Terrains like these need expert cartographers, and Jones is well-suited to the task. His book is arranged as a series of six ‘essays’, the first of which serves as a biographical introduction to ‘Dostoevsky's Journey of Religious Discovery’. We are guided through the formative religious experiences of the author's life before surveying the literary works most relevant to Jones’ theme. As a means of easing the reader into perhaps unfamiliar territory this opening chapter is well-aimed and engaging, although one might question his assertion that ‘the notion of sobornost’, which was later to be so important to Dostoevsky’ plays no significant part in Crime and Punishment(p. 13). The concept of sobornost, even on Jones's own definitions of ‘the Church as fellowship under God’(p. 9) and ‘togetherness or conciliarity’(p. 182), can be viewed as the guiding-principle of a novel in which the hero Raskolnikov (whose name is also a technical term for a member of the Old Believers, a schismatic group split off from mainstream Orthodoxy) struggles to reconcile the two halves of his divided self, succeeding only once he has confessed his crime and become acquainted to ‘a new, hitherto completely unknown reality’.
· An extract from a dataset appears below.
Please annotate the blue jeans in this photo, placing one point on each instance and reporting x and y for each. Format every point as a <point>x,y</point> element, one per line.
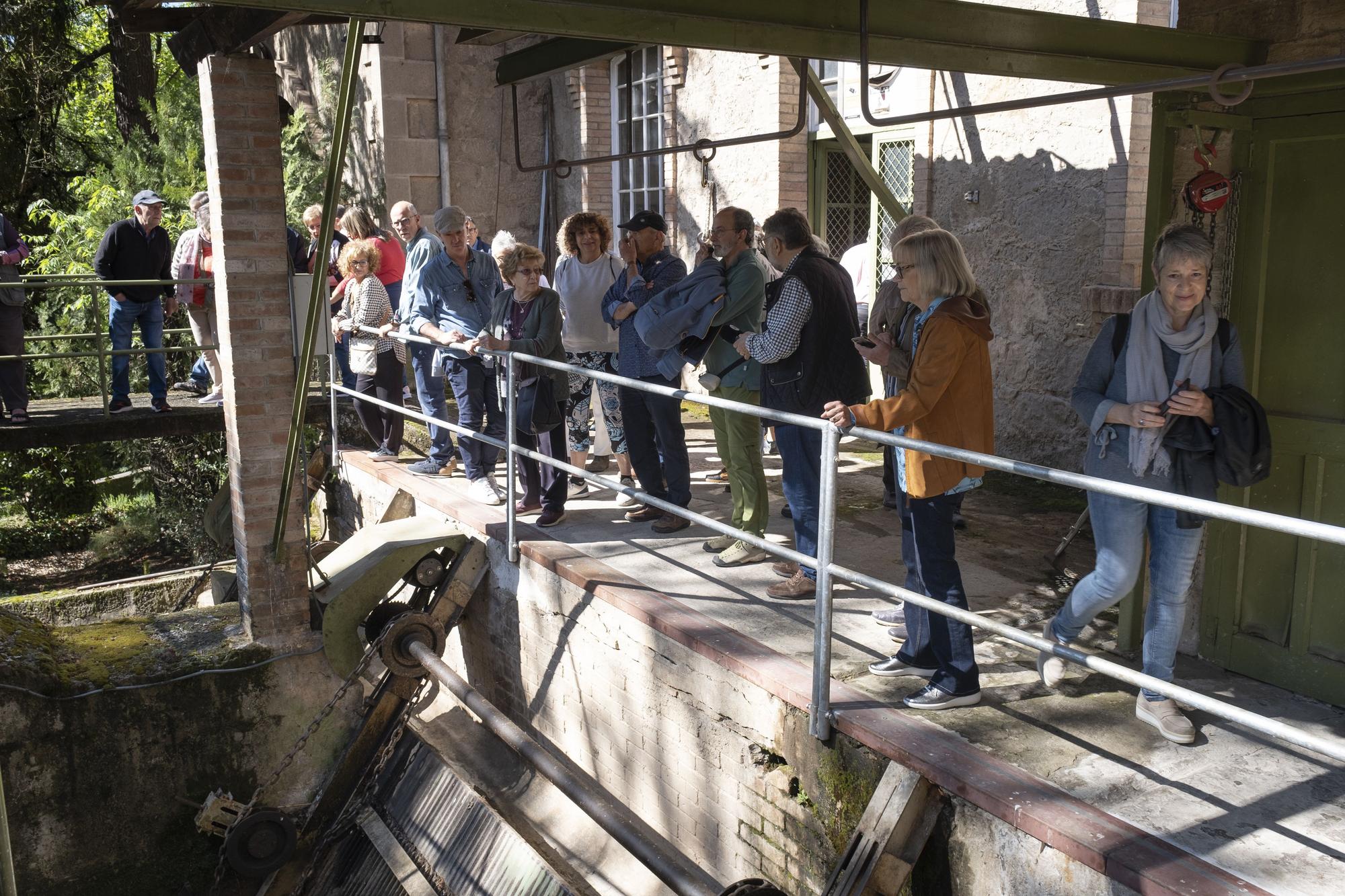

The second essay is also introductory, giving an overview of ‘the current debate’. Taking his cue from the essays collected in Pattison and Thompson's Dostoevsky and the Christian Tradition(2001)–‘a microcosm of recent critical literature on the subject’(p. 28)– Jones gives a concise and illuminating account of the field (most helpfully with regard to significant Russian texts, e.g. those by Zhakarov and Florovsky, which have yet to find an English translator).

One highlight – of many – in the next two essays is the speculation (after Mikhail Epstein) that the Orthodox apophatic and hesychastic traditions prepared the way for the forms of atheism rife in nineteenth- and twentieth-century Russia: a ‘God’ with neither attributes nor ‘existence’ is but a small step away from no God at all (an interesting analogue to Buckley's work on modern Western unbelief). This allows for an engaging interpretation of ‘the notable examples of repressed spirituality expressing itself in distorted form’(p. 68). Jones proffers Kirillov's ‘messianic delusions’(Demons) as ‘a striking example’; we may also add Ippolit's hymn to Christ in The Idiot, and Ivan Karamazov's conversation with the Devil. Another major highlight is the discussion of Dostoevsky's frequent lack of authorial authority. As Jones puts it, he ‘compulsively distances himself as author from his narrative voices in ways that almost always raise questions about the trustworthiness of the narrative itself ’(p. 95). This fact, which has not gone unnoticed by theologians, has obvious and important ramifications for those concerned with his treatment of religious experience.

Essay V is given over to a lengthy examination of The Brothers Karamazov. Perhaps the greatest of Dostoevsky's novels, it is certainly the one in which ‘the dynamics of religious experience’ come most obviously to the fore. It therefore serves as a fitting case-study for Jones’ wide-ranging insights. Moreover, while theological attention has tended to focus on Ivan's ‘Rebellion’ and ‘Legend of the Grand Inquisitor’, Dostoevsky himself regarded ‘A Russian Monk’(detailing the life and teachings of the starets Zosima) as the book's theological and moral centrepiece. Jones's discussion, while by no means neglecting Ivan, restores this text to its rightful place.

Dostoevsky and the Dynamics of Religious Experience strikes the right balance between accessibility and analytical rigour. It is a very fine book, bridging the often gaping chasm between what literary critics have to say about Dostoevsky and what theologians do. It will, I am sure, be widely read and digested by both.